There is a clam like mussel that will still live in void areas and it is called a heart cockle because of the shape of its shell. These little creatures are a little bit tougher than corals. he structure of the heart cockle's shell operates as its own kind of fiber optic cables to channel light to the algae living inside it. It's a finding that may have both engineering and conservation implications.

In a lot of shells, there are tiny little triangles where the light passes through. In some of the shells, it looks more like big zebra stripes. Some of the shells, they look like stained glass windows. So there's material there but light gets through.

The makeup of the cockle shells have little windows in them, they stream more than twice as much useful sunlight into their interiors for their algal tenants than harmful UV radiation. Thus, they are able to survive where corals do not. Some cockle shells have mineral lenses beneath their little windows. What they do is shrink light into a beam so that it's illuminating more deeply into the algae-rich tissue that's doing all the photosynthesis. The lens also spread the light out so they don’t burn their algae or have too much light concentration.

Scientists found that the mineral structure of the heart cockle shell, the calcium carbonate crystals were organized into long, super narrow fibers that were all oriented the same direction as the direction that sunlight needs to travel to get into the shell. Nature’s way in a natural organism that is guiding light basically thru its own fiber optic bundles to really help its symbionts attach sunlight.

Some think that the structure could inspire tiny cameras with miniscule lenses or even improve fiber optic cable technology. So they are now studying them closely. How heart cockles manage the light environment for their algae and maybe spur from that to engineer new algae or new corals a little bit more resilient, a little bit more robust and save the coral reefs with the onset of climate change.

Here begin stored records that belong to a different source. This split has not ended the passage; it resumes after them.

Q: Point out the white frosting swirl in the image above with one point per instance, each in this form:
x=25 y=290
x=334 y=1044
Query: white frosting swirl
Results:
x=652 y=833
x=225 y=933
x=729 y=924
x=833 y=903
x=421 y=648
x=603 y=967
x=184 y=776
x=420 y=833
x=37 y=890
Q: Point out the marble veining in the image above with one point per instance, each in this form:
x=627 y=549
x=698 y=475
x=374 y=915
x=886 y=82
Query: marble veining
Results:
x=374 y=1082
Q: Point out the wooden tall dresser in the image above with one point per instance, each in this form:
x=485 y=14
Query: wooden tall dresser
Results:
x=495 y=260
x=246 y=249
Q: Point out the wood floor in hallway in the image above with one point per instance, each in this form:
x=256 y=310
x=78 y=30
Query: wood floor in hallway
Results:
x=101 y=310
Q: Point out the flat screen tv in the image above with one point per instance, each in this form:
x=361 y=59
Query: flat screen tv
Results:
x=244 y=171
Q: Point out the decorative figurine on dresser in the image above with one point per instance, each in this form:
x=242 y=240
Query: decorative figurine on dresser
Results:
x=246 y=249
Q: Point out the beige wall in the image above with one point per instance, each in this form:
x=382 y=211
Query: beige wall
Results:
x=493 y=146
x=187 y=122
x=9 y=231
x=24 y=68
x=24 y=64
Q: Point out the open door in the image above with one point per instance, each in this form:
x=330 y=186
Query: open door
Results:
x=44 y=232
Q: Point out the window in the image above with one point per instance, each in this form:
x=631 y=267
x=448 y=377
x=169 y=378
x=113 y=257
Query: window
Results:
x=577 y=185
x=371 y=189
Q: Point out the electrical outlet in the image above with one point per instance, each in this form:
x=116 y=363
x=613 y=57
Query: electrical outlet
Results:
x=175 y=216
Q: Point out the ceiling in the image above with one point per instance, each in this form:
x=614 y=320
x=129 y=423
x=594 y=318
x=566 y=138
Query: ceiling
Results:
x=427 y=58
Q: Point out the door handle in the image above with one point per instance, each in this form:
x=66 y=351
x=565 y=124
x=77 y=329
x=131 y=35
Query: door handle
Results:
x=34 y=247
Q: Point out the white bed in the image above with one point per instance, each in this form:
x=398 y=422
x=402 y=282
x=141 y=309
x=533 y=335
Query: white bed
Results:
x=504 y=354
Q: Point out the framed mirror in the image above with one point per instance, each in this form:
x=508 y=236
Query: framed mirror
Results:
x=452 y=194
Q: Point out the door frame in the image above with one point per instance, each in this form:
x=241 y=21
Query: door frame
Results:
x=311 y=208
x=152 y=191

This little creature evolved using solar energy in an effective way, better than science does today, we can learn from these heart shaped mussels. And maybe advance our technology in a shorter time frame, that of which evolution has taken the mussels to achieve over millions of years.

The wonders of nature comes in many different forms, yet humans are still trying to kill off the planet with chemicals and greed. When we can learn from the other life which lives with us on the Big Blue Marble, we need to embrace all the wonders of nature, and coexist with them.